CSA - Z32:21
Electrical safety and essential electrical systems in health care facilities
|Publication Date:||1 January 2021|
|ICS Code (Medical sciences and health care facilities in general):||11.020|
|ICS Code (Medical equipment):||11.040|
This Standard deals with the following subjects:
a) electrical safety associated with health care provision; and
b) essential electrical systems for health care facilities.
Note: See Clause 3 for the definition of "health care facility".
This Standard is not intended to apply to veterinary facilities, although its electrical safety principles could prove useful in the design, construction, and operation of such facilities.
Uninterruptible power systems
Uninterruptible power systems (UPS), which may be used for specific critical applications, are not covered by this Standard.
Note: If a UPS is used within a health care facility, refer to Annex K for more information.
Relationship to the Canadian Electrical Code
Provisions of this Standard are supplementary to the installation requirements specified in Sections 24 and 52 of CSA C22.1, Canadian Electrical Code, Part I, and require compliance with Canadian Electrical Code, Part II standards.
This Standard applies to
a) patient care areas of Class A, Class B, and Class C health care facilities; and
b) areas outside health care facilities that are intended for patient diagnosis, treatment, or care involving intentional electrical contact of any kind between patients and medical electrical equipment.
This Standard applies to
a) medical electrical equipment;
c) patient-owned electrical devices; and
d) the use and management of the equipment and installations in patient care areas.

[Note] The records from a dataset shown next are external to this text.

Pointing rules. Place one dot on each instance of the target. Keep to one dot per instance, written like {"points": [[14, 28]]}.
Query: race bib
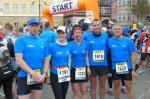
{"points": [[148, 49], [98, 55], [30, 80], [122, 68], [80, 73], [63, 74]]}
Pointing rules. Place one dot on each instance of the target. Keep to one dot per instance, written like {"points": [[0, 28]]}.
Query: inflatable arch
{"points": [[70, 6]]}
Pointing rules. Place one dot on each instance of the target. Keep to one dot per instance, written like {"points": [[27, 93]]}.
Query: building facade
{"points": [[17, 12], [122, 11], [105, 9]]}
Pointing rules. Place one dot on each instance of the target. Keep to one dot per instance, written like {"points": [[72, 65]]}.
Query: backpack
{"points": [[5, 67]]}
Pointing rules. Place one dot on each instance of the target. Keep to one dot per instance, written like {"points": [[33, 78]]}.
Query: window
{"points": [[16, 24], [15, 7], [124, 17], [23, 7], [119, 17], [124, 2], [32, 8], [6, 9], [129, 2], [129, 17]]}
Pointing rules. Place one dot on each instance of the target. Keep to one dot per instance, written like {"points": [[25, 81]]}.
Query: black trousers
{"points": [[59, 89], [7, 86]]}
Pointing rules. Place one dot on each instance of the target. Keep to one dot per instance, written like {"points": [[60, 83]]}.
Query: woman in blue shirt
{"points": [[78, 50], [60, 73]]}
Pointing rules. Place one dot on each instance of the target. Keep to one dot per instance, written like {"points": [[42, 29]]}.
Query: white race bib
{"points": [[148, 49], [30, 80], [122, 68], [80, 73], [63, 74], [98, 55]]}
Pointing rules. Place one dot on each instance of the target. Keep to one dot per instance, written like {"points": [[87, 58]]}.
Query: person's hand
{"points": [[138, 51], [36, 76], [48, 81], [134, 75]]}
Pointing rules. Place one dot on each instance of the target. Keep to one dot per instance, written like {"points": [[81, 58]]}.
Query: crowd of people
{"points": [[96, 52]]}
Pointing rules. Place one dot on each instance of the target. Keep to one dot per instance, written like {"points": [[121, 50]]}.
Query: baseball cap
{"points": [[33, 20], [61, 28]]}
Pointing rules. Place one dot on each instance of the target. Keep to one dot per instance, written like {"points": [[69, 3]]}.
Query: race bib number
{"points": [[122, 68], [63, 74], [148, 49], [80, 73], [30, 80], [98, 55]]}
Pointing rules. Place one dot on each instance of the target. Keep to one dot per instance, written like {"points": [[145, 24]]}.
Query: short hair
{"points": [[115, 25], [46, 25], [95, 20], [8, 26]]}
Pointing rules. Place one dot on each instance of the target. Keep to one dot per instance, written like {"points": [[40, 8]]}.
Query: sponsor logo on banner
{"points": [[66, 6]]}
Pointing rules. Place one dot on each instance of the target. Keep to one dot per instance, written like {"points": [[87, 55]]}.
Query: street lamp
{"points": [[39, 4]]}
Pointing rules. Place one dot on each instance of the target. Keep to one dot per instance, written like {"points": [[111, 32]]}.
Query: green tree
{"points": [[141, 9]]}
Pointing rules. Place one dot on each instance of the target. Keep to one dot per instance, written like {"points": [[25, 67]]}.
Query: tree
{"points": [[141, 9]]}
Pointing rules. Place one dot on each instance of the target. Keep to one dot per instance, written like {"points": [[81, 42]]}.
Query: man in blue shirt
{"points": [[123, 61], [97, 58], [31, 55], [48, 35]]}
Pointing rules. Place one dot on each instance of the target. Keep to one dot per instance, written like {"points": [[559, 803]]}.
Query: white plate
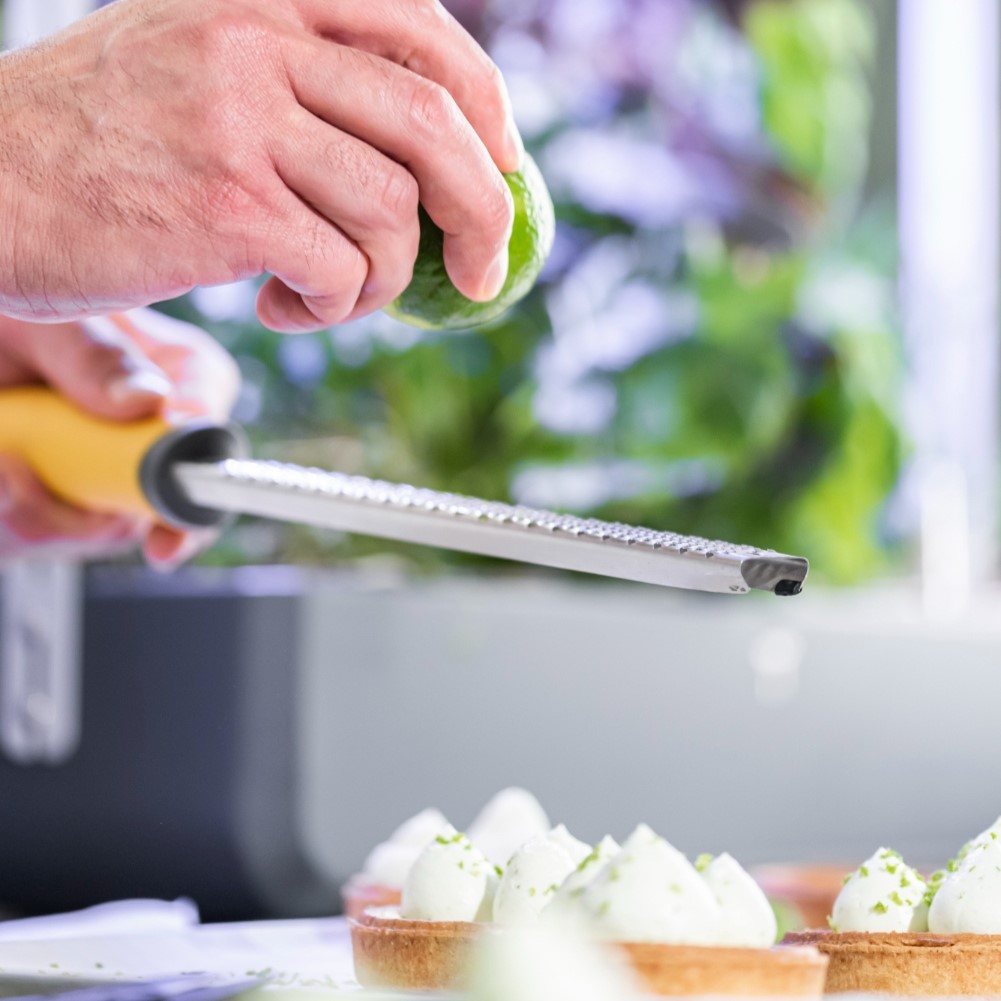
{"points": [[302, 958]]}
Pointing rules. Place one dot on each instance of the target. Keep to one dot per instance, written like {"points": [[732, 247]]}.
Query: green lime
{"points": [[431, 301]]}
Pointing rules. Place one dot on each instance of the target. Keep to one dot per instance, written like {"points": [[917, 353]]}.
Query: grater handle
{"points": [[108, 465]]}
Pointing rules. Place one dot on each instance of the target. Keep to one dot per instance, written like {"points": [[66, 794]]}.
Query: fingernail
{"points": [[516, 147], [495, 276], [136, 384]]}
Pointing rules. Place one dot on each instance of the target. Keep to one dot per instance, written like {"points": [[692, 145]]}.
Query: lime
{"points": [[431, 301]]}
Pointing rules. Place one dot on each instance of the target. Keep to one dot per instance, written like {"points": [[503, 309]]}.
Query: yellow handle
{"points": [[87, 460]]}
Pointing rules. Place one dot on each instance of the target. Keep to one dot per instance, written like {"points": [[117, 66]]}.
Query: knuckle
{"points": [[498, 209], [430, 108], [231, 31], [399, 196]]}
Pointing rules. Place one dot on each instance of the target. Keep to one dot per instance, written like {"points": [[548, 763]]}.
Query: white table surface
{"points": [[303, 957]]}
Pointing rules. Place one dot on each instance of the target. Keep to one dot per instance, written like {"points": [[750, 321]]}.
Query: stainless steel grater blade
{"points": [[407, 514]]}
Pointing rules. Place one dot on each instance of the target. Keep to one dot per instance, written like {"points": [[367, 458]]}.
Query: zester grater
{"points": [[196, 474]]}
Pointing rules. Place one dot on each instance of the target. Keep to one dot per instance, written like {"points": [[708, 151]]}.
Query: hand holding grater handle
{"points": [[195, 474]]}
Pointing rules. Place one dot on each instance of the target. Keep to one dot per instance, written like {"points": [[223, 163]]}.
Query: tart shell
{"points": [[393, 952], [911, 963]]}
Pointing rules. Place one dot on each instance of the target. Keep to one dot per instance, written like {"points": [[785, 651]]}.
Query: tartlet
{"points": [[390, 951], [909, 963]]}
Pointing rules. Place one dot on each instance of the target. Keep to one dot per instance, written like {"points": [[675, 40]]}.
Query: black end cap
{"points": [[196, 441]]}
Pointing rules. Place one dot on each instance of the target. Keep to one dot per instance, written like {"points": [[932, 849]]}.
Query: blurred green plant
{"points": [[713, 347]]}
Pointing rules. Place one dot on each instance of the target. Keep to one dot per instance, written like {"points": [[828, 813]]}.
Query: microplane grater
{"points": [[510, 532]]}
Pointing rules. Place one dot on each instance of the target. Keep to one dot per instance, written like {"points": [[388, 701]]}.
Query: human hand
{"points": [[160, 144], [124, 367]]}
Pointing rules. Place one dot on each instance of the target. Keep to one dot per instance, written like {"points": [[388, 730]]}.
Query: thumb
{"points": [[99, 369]]}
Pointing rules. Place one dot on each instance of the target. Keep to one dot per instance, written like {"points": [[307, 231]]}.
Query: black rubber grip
{"points": [[196, 441]]}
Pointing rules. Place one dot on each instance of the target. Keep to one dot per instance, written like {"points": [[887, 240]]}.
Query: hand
{"points": [[124, 367], [160, 144]]}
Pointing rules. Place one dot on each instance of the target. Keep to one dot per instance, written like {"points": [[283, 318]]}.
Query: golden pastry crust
{"points": [[359, 894], [393, 952], [911, 963], [390, 951]]}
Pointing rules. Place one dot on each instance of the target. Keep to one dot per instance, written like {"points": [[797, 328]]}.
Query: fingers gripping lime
{"points": [[432, 301]]}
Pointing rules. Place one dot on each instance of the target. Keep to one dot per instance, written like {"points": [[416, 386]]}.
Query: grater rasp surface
{"points": [[416, 515]]}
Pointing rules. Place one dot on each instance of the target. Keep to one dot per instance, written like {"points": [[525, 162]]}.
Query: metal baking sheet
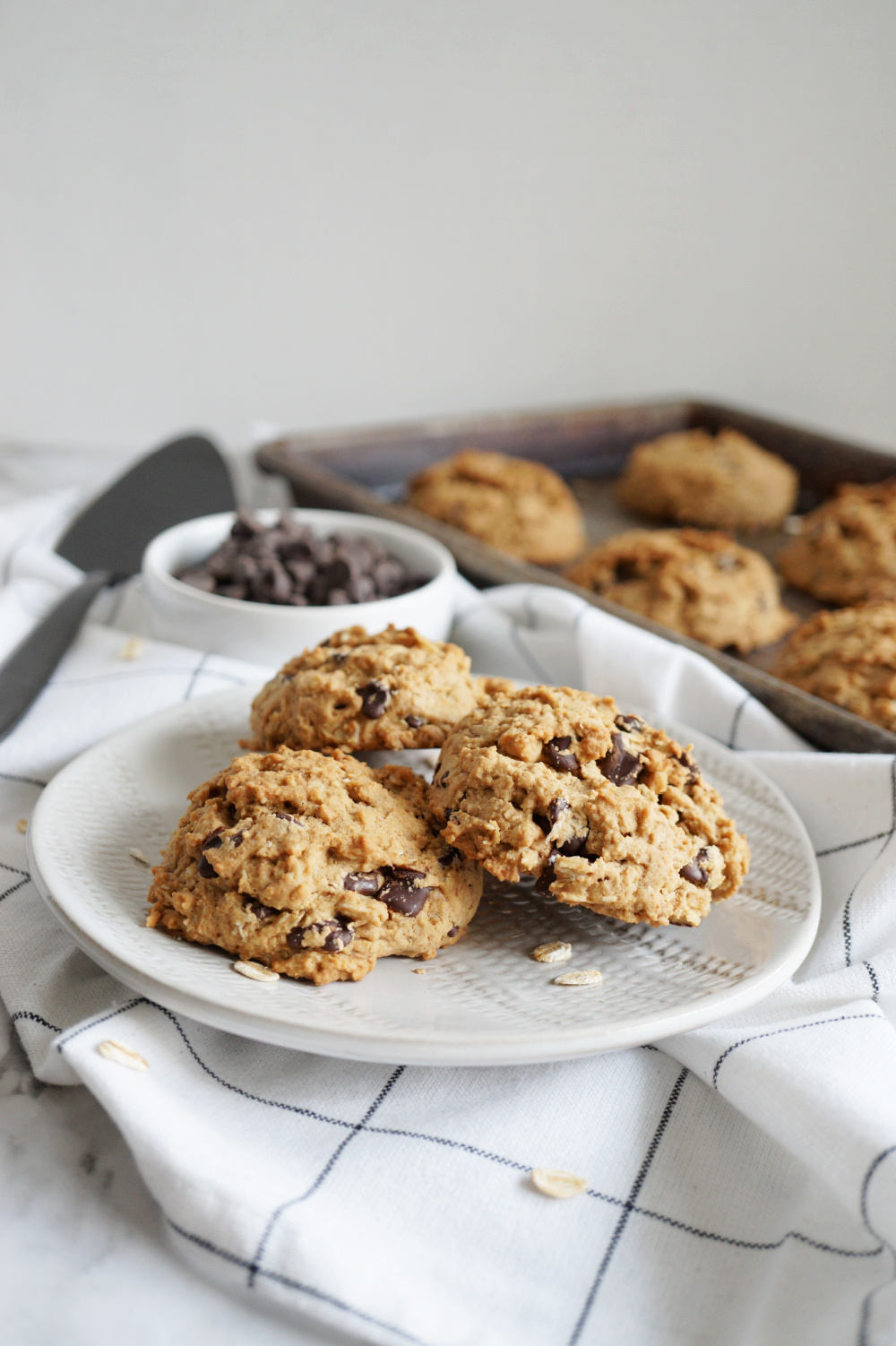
{"points": [[365, 470]]}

The electrical equipment described in Items a) to c) can be portable or permanently connected.
Aspects of electrical safety
This Standard deals principally with safety from the hazards of electric shock (see Annex A). Other aspects of electrical safety, such as fires and interference with proper operation, are also addressed.
Note: The Canadian Electrical Code, Part I, specifies the minimum requirements for a safe building electrical installation for supplying utilization equipment in patient care areas, but does not specify requirements for the number, arrangement, and circuit loading of branch circuits and receptacles required for the procedures to be performed. Neither does it state requirements for the use and maintenance of such installations. This Standard builds on the requirements of the Canadian Electrical Code, Part I, and provides this additional information.
Medical risks or benefits
The medical purposes, risks, or benefits of procedures or equipment are the professional responsibility of health care practitioners and, therefore, are beyond the scope of this Standard, which provides general guidelines to ensure the safe use of electrically operated equipment.

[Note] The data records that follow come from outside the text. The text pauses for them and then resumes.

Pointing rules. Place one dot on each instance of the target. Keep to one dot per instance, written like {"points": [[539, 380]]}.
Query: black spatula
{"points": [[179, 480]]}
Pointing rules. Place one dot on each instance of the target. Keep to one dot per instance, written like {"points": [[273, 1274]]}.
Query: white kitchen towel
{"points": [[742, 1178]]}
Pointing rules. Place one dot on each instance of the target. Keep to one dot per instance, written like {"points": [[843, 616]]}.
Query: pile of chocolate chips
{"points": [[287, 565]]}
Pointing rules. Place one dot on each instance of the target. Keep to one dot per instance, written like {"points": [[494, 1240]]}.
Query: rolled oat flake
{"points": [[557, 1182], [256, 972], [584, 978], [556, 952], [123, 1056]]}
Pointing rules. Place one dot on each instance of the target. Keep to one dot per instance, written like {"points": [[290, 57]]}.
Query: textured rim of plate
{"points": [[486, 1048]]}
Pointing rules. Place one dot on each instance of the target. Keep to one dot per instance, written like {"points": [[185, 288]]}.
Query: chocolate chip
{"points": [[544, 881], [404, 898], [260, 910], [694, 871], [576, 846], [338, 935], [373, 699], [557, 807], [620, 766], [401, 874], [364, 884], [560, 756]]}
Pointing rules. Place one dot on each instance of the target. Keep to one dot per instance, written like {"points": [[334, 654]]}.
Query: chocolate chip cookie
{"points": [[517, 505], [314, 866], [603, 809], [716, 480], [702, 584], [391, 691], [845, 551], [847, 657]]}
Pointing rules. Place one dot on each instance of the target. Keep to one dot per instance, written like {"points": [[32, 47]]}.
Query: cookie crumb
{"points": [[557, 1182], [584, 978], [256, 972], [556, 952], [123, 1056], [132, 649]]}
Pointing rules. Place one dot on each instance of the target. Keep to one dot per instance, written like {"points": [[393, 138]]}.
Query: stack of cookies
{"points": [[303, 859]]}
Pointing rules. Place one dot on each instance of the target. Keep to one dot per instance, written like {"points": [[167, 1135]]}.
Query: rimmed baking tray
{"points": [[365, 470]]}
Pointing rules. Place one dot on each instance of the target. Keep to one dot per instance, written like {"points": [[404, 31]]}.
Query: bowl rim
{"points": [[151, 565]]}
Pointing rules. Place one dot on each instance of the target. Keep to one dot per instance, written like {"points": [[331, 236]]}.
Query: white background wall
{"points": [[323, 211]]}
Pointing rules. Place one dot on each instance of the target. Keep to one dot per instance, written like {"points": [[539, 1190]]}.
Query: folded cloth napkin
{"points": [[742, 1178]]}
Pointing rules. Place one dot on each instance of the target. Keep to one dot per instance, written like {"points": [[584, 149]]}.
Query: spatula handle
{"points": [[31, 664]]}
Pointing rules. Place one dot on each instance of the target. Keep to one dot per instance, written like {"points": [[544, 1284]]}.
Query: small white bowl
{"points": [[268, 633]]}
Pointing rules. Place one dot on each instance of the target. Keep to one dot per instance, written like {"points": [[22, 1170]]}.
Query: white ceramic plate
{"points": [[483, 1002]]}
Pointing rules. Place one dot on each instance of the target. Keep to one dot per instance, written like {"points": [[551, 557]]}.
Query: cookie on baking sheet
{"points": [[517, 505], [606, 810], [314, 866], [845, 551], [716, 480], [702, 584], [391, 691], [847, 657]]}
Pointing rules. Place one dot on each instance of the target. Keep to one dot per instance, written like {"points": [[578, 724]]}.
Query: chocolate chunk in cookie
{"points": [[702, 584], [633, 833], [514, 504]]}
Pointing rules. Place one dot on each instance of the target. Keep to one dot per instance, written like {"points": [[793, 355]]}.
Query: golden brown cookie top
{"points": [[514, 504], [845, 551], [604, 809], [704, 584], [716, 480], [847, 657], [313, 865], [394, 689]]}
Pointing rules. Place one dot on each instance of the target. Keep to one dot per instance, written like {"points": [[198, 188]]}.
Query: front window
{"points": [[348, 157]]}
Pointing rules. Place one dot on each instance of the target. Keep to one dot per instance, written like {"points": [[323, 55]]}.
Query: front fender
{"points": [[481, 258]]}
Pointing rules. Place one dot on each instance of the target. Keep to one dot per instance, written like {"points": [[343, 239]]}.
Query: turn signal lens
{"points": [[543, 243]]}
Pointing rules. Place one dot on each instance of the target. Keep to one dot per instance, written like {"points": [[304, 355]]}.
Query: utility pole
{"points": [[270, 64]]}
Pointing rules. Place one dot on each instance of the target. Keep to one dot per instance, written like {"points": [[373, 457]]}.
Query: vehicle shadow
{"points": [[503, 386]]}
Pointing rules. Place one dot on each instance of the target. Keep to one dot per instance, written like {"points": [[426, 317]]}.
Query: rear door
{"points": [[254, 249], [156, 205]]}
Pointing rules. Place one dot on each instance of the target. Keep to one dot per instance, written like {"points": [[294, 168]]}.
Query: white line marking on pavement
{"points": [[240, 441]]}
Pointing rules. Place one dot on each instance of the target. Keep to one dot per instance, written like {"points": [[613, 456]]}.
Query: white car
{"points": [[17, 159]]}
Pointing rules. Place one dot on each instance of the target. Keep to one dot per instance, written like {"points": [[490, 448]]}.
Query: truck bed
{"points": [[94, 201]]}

Building electrical installations
This Standard applies to electrical installations in patient care areas of health care facilities.

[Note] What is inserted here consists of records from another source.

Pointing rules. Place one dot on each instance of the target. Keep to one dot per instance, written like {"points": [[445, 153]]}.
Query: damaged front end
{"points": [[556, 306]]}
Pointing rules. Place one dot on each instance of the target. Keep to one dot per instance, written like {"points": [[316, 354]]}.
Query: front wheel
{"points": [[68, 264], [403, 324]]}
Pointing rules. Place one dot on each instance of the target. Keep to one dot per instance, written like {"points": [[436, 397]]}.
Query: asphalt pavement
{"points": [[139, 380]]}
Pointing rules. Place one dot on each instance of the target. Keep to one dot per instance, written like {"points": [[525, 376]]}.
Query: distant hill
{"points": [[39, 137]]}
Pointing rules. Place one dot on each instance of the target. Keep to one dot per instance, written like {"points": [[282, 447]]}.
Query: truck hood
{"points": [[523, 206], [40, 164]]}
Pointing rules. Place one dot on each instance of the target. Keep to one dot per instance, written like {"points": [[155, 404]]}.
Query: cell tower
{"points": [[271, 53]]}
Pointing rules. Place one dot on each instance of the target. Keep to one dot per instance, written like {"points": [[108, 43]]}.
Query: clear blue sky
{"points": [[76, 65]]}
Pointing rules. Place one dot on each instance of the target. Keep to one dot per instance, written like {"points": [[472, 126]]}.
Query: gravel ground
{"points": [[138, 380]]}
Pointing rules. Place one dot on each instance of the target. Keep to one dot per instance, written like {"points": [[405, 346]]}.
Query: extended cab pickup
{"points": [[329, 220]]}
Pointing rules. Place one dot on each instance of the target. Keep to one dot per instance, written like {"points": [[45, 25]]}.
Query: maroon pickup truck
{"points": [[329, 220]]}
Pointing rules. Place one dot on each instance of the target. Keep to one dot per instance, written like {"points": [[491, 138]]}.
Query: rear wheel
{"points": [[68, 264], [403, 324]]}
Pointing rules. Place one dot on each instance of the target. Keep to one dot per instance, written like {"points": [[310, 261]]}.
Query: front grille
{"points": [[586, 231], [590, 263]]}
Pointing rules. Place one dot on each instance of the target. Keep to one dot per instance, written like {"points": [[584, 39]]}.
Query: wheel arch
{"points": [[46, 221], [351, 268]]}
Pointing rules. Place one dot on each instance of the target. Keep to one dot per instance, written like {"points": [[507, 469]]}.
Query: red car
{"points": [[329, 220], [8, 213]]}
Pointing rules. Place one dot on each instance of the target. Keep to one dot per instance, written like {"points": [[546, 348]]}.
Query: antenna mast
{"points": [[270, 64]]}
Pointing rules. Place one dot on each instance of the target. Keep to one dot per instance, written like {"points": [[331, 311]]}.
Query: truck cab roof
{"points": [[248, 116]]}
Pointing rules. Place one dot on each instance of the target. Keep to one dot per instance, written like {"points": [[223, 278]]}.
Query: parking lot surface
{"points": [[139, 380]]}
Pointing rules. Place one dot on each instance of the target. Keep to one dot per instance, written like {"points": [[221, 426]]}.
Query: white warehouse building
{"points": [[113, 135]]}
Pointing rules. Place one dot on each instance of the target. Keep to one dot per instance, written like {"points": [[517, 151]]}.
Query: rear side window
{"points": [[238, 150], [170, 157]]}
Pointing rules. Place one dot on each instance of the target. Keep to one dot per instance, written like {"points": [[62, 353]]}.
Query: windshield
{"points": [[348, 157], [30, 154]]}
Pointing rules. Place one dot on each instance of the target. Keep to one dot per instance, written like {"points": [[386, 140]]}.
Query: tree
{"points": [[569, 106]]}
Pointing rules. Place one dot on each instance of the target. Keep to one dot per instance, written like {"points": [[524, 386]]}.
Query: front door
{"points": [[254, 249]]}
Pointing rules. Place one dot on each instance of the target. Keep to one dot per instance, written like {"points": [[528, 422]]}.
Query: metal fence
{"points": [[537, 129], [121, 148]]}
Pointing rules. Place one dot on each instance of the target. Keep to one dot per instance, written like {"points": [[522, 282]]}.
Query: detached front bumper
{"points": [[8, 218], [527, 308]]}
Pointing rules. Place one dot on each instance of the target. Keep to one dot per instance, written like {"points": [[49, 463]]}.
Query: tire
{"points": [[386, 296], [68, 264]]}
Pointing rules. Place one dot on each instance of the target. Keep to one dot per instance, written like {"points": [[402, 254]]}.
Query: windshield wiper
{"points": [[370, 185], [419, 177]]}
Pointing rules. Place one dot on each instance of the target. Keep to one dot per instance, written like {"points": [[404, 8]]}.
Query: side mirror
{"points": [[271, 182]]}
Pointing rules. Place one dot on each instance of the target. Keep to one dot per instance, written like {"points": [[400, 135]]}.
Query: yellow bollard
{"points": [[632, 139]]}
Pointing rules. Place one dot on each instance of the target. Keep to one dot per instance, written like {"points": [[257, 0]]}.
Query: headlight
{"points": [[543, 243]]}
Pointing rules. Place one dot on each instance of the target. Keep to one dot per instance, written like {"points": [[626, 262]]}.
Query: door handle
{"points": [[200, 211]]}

Essential electrical systems
Clause 6 applies to the design, installation, operation, and maintenance of the normal and emergency supply required to provide electrical power to those portions of a health care facility's electrical system in which the interruption of the normal supply can jeopardize effective and safe patient care, the safety of health care facility staff, and public safety. Aspects of emergency electrical power supply systems not covered by Clause 6 are covered by CSA C282.
UPS units are not considered an emergency supply source in accordance with Clause 6 of this Standard and in accordance with Rule 24-306 of the Canadian Electrical Code, Part I.
Note: Some health care facilities have added, or are considering adding, UPS to essential electrical systems to provide improved supply continuity for specific areas or equipment. Annex K describes factors that should be considered by health care facility administration for use of UPS.
In this Standard, "shall" is used to express a requirement, i.e., a provision that the user is obliged to satisfy in order to comply with the standard; "should" is used to express a recommendation or that which is advised but not required; and "may" is used to express an option or that which is permissible within the limits of the Standard.
Notes accompanying clauses do not include requirements or alternative requirements; the purpose of a note accompanying a clause is to separate from the text explanatory or informative material.
Notes to tables and figures are considered part of the table or figure and may be written as requirements.
Annexes are designated normative (mandatory) or informative (non-mandatory) to define their application.